[c&f] Les DREAMERs aux États-Unis, Superman et la culture participative
[lettre d’information de C&F éditions du 6 septembre 2017]
Bonjour,
Il est rare que je vous envoie deux messages la même semaine. Mais l’actualité vient de nouveau de percuter nos projets éditoriaux.
Donald Trump vient de rejeter le droit des enfants de migrants nés ou arrivés très jeunes aux États-Unis à y vivre et y rester, alors que ce pays est pourtant le seul qu’ils ou elles aient connu. On parle d’eux comme étant les DREAMERs, jeu de mot entre le projet de loi les protégeant débattu dans les années 2000 (le DREAM Act : Loi pour le développement, le soutien et l’éducation des mineurs étrangers, initialement proposée en 2001) et le fait de les considérer comme "les enfants du rêve" : devenir américains.

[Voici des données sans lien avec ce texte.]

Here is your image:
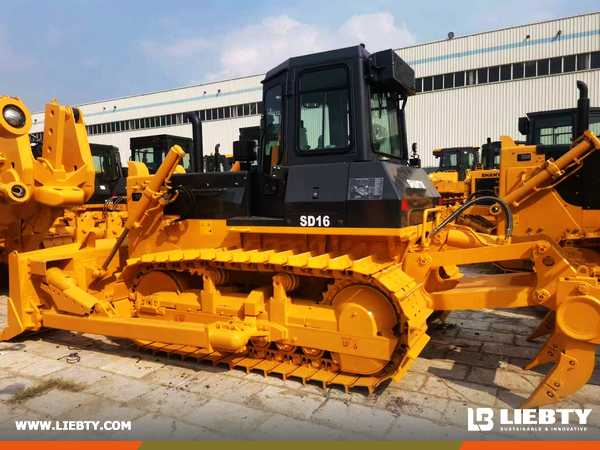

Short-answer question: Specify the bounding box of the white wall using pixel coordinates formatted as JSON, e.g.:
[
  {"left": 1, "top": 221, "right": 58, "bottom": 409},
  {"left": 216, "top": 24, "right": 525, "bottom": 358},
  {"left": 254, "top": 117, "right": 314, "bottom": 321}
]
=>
[{"left": 89, "top": 116, "right": 260, "bottom": 165}]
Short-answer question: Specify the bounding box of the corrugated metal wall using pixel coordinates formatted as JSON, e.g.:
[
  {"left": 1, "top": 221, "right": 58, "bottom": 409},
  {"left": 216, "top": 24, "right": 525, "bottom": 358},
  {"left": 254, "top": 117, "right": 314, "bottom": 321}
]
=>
[
  {"left": 89, "top": 116, "right": 260, "bottom": 160},
  {"left": 396, "top": 13, "right": 600, "bottom": 77},
  {"left": 406, "top": 70, "right": 600, "bottom": 167}
]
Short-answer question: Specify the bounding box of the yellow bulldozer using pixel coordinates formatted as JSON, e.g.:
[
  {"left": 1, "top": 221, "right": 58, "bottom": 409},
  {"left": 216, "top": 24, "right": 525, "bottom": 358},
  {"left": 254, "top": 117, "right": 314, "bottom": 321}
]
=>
[{"left": 0, "top": 46, "right": 600, "bottom": 408}]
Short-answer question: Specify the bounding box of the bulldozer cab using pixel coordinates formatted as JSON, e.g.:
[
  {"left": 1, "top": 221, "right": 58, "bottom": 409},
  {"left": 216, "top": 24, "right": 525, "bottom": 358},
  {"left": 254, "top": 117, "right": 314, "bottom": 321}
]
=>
[
  {"left": 519, "top": 82, "right": 600, "bottom": 210},
  {"left": 519, "top": 108, "right": 600, "bottom": 146},
  {"left": 481, "top": 141, "right": 502, "bottom": 170},
  {"left": 165, "top": 46, "right": 439, "bottom": 228},
  {"left": 129, "top": 134, "right": 192, "bottom": 174},
  {"left": 88, "top": 144, "right": 123, "bottom": 204},
  {"left": 433, "top": 147, "right": 479, "bottom": 181}
]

Or ces DREAMERs, par le style de leur mobilisation et par leurs usages de l’internet et de la culture populaire sont siouvent débattus et présentés dans le prochain livre de C&F éditions à paraître fin septembre.
Ce livre est une conversation entre trois grand chercheurs spécialistes des médias et des usages de l’internet : Henry Jenkins, Mizuko Ito et danah boyd. Son titre : « Culture participative : Une conversation sur la jeunesse, l’éducation et l’action dans un monde connecté »
Plus de nouvelles à venir bientôt, mais pour l’instant un extrait du livre qui parle de ces DREAMERs, de l’immigration et de la culture populaire des États-Unis.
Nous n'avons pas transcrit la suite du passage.